Lightning-AI / pytorch-lightning

Pretrain, finetune and deploy AI models on multiple GPUs, TPUs with zero code changes.
https://lightning.ai
Apache License 2.0
27.99k stars 3.35k forks source link

Move strategy-specific dataloader logic to the stategies #11756

Open ananthsub opened 2 years ago

ananthsub commented 2 years ago

Proposed refactor

Motivation

Strategies today interact with dataloading, especially in distributed training. It makes sense for the strategy to directly handle this logic.

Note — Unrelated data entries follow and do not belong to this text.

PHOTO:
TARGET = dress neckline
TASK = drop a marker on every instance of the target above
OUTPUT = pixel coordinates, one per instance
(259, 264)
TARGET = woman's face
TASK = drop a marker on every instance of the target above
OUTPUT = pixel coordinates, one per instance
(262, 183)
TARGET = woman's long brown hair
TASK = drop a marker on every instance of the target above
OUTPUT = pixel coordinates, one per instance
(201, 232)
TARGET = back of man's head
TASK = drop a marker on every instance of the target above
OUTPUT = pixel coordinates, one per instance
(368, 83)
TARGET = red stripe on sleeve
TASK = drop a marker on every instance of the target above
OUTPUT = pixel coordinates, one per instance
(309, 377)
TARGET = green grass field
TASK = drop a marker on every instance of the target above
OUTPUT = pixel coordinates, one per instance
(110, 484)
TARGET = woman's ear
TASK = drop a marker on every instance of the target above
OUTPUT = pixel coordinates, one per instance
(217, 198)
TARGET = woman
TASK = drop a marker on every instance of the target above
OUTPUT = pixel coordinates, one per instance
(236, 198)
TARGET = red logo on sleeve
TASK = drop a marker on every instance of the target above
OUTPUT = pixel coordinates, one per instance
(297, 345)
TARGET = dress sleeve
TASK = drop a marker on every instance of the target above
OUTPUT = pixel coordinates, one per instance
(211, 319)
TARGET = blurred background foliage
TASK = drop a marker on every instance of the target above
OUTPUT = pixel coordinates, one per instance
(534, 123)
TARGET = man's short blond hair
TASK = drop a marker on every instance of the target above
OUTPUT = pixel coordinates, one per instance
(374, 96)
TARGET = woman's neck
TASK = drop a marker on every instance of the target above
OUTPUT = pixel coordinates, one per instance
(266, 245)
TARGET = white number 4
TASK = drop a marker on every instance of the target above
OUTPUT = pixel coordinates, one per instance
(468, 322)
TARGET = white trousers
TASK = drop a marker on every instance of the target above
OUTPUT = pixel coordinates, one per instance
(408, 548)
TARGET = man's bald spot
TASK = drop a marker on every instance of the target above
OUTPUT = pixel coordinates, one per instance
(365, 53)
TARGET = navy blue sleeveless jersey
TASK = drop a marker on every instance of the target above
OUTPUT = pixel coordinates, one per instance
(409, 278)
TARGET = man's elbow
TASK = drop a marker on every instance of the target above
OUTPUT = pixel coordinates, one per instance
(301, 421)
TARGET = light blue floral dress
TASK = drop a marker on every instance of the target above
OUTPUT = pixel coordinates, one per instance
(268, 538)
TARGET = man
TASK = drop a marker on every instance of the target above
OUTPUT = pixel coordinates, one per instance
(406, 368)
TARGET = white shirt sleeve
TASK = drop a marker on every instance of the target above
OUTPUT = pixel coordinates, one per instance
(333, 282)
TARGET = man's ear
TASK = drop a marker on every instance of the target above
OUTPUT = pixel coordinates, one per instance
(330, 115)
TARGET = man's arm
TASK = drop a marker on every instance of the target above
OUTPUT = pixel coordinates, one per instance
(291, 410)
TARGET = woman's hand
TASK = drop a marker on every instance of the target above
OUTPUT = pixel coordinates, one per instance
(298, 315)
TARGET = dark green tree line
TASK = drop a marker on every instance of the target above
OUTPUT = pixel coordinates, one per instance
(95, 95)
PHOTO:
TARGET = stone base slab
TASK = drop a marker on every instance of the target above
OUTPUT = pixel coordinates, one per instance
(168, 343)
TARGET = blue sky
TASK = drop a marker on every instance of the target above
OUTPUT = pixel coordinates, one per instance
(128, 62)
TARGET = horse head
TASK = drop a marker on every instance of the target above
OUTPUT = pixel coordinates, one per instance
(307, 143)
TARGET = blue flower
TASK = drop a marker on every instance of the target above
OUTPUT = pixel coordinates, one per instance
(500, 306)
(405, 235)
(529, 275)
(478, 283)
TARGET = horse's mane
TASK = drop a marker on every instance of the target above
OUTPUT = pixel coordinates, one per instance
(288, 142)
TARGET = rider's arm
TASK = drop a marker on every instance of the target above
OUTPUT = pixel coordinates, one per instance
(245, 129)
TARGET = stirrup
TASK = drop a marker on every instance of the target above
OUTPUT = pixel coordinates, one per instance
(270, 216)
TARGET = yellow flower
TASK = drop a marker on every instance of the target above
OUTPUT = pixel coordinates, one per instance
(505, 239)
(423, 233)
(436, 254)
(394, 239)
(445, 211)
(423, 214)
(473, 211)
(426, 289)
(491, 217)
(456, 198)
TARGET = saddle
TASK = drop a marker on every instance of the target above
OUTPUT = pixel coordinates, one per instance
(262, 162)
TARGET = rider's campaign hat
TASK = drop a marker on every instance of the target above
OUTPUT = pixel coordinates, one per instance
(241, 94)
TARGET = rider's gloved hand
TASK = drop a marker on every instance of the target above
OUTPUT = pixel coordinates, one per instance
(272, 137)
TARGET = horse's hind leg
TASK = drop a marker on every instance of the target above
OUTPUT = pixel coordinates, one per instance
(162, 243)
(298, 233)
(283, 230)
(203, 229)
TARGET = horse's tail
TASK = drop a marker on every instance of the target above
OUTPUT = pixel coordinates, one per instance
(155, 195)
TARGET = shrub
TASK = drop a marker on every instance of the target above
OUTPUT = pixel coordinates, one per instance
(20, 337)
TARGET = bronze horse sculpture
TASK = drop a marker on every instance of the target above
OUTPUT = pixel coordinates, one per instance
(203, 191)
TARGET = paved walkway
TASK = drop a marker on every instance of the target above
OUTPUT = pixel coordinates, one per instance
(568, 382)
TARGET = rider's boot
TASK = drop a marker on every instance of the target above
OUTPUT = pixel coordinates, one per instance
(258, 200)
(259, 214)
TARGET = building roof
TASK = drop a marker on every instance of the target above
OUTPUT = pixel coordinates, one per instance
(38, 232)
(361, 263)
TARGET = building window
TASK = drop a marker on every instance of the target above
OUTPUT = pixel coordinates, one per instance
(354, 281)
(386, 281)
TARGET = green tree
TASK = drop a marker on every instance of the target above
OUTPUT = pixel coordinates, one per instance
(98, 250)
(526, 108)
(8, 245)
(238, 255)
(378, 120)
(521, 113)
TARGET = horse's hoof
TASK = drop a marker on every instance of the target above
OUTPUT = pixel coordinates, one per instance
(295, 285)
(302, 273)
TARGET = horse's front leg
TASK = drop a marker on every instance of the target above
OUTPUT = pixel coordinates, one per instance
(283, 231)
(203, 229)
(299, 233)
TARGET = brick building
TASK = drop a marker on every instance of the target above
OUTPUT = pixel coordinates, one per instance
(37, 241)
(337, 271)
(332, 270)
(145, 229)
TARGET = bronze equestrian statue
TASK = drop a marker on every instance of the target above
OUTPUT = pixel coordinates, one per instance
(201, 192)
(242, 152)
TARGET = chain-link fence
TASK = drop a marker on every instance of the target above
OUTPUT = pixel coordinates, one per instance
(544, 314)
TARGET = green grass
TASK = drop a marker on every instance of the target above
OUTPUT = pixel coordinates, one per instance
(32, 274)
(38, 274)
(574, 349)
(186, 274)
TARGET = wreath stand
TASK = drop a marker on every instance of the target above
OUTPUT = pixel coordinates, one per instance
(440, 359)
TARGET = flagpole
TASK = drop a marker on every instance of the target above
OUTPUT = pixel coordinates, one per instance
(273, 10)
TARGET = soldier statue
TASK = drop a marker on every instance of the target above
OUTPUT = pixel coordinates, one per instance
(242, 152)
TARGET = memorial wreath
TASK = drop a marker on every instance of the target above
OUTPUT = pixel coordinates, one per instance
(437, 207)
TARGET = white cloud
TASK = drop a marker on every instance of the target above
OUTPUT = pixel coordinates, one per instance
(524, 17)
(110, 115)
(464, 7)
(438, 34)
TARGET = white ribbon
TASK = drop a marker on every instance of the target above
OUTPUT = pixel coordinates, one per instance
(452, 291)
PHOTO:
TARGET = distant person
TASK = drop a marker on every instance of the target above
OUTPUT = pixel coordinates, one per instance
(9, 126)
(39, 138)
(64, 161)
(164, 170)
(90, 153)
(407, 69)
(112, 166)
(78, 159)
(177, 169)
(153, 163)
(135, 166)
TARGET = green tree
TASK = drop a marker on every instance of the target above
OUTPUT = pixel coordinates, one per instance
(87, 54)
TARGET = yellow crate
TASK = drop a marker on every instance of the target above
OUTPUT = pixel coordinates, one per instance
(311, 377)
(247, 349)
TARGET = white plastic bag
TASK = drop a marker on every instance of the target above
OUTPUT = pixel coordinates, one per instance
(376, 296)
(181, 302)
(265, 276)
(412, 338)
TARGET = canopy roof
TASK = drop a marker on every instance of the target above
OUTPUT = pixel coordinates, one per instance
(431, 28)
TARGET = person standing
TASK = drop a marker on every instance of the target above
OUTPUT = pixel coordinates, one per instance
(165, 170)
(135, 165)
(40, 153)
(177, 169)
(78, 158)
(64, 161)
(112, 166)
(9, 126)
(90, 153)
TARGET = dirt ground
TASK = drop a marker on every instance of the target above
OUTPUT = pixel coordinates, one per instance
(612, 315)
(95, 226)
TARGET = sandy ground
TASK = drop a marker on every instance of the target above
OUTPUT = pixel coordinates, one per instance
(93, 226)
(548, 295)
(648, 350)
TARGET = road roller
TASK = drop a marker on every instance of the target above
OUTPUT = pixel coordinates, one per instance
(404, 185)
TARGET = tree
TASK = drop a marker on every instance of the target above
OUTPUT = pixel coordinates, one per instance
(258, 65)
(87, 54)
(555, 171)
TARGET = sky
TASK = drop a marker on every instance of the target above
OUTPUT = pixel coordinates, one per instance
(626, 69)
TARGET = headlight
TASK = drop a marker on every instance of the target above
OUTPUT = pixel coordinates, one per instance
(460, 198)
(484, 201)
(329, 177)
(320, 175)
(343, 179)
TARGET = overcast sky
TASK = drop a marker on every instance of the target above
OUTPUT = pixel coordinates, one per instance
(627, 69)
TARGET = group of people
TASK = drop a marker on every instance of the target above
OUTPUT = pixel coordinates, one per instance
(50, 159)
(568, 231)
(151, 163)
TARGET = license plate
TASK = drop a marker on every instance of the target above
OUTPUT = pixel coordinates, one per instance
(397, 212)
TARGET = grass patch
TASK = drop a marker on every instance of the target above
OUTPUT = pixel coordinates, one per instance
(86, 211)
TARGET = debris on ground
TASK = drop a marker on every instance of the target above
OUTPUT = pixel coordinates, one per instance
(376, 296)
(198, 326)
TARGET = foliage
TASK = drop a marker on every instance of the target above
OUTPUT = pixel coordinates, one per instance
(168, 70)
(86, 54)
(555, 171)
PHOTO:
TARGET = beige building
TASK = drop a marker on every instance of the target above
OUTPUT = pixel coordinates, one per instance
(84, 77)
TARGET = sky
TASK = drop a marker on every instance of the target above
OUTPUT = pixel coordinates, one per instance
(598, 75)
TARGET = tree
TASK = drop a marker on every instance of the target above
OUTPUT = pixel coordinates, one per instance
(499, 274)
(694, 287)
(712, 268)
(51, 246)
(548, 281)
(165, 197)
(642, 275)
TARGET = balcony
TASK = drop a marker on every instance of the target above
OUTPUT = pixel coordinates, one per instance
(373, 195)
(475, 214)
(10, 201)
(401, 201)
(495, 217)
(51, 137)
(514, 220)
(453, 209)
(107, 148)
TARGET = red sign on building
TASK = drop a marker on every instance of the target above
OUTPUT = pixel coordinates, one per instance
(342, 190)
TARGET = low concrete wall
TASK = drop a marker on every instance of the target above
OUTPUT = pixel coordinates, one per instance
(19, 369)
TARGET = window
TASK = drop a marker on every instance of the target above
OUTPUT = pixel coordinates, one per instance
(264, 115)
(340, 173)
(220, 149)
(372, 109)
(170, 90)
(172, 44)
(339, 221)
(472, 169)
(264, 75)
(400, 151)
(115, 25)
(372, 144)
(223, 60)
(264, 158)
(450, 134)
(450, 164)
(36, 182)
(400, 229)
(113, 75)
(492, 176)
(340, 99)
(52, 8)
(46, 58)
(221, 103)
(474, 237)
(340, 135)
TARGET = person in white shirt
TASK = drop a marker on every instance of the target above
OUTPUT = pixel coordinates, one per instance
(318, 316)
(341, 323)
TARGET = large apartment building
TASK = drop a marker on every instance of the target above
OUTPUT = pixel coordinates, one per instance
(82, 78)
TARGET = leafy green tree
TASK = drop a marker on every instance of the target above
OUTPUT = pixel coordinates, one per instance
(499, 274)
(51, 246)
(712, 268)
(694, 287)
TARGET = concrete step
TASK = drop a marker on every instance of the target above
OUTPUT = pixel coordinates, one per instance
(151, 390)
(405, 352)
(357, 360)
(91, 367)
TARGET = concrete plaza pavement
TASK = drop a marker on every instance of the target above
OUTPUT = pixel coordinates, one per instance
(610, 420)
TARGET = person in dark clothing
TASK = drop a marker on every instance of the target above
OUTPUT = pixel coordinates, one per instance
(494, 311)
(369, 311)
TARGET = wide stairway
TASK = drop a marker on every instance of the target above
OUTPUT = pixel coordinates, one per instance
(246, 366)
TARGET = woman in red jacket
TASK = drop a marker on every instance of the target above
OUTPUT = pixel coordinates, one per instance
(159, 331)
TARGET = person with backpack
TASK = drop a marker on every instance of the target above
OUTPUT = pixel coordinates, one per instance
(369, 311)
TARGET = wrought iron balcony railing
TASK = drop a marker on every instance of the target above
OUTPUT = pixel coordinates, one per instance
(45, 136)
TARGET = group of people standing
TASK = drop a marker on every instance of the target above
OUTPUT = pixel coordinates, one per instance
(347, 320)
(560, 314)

This would reduce and simplify interactions elsewhere in the trainer, in particular strategy state -> trainer properties -> data connector logic

And would remove the hacky patching that IPUs do right now 😧 https://github.com/PyTorchLightning/pytorch-lightning/blob/cc43d07db1ab77385feff04c01f040c5cad805a9/pytorch_lightning/strategies/ipu.py#L125-L130

Pitch

The Strategy interface already offers a process_dataloader method: https://github.com/PyTorchLightning/pytorch-lightning/blob/cc43d07db1ab77385feff04c01f040c5cad805a9/pytorch_lightning/strategies/strategy.py#L369-L375

However, there's a ton of strategy-specific logic written in the trainer's data connector:

For example, warnings with DDP spawn: https://github.com/PyTorchLightning/pytorch-lightning/blob/cc43d07db1ab77385feff04c01f040c5cad805a9/pytorch_lightning/trainer/connectors/data_connector.py#L278-L312

generic multi-processing warning: https://github.com/PyTorchLightning/pytorch-lightning/blob/cc43d07db1ab77385feff04c01f040c5cad805a9/pytorch_lightning/trainer/connectors/data_connector.py#L314-L322

the is_distributed flag is primarily used here within the trainer: https://github.com/PyTorchLightning/pytorch-lightning/blob/cc43d07db1ab77385feff04c01f040c5cad805a9/pytorch_lightning/trainer/connectors/data_connector.py#L324-L330

Distributed sampler kwargs is strategy specific: https://github.com/PyTorchLightning/pytorch-lightning/blob/cc43d07db1ab77385feff04c01f040c5cad805a9/pytorch_lightning/trainer/trainer.py#L2126-L2129

IPU check: https://github.com/PyTorchLightning/pytorch-lightning/blob/cc43d07db1ab77385feff04c01f040c5cad805a9/pytorch_lightning/trainer/connectors/data_connector.py#L364

In my opinion we could simplify this by moving relevant logic into strategy.process_dataloader instead. Common logic can still be abstracted out into utility functions to share across different strategy classes.

We could either:

def process_dataloader(self, dataloader, use: str) -> Union[dataloader, iterable]:

or offer multiple APIs that map to the DataLoader hooks: https://github.com/PyTorchLightning/pytorch-lightning/blob/cc43d07db1ab77385feff04c01f040c5cad805a9/pytorch_lightning/core/hooks.py#L406

def process_train_dataloader(self, dataloader):
def process_val_dataloader(self, dataloader):
def process_test_dataloader(self, dataloader):
def process_predict_dataloader(self, dataloader):

Over time, the Trainer flag replace_sampler_ddp makes much more sense on the specific distributed strategy constructors instead of on the trainer.

Additional context


If you enjoy Lightning, check out our other projects! âš¡

cc @justusschock @awaelchli @akihironitta @rohitgr7 @ninginthecloud @tchaton @borda

awaelchli commented 2 years ago

This is a great concept and I feel we should definitely explore it. However, I see some challenges to put everything in this single method, because the logic is spread out and interleaved with other non-strategy related functions. To get to a proof-of-concept, one could attempt an intermediate refactor to sequence out the strategy-related code and merge them into a single method inside the connector, to find what the blockers are.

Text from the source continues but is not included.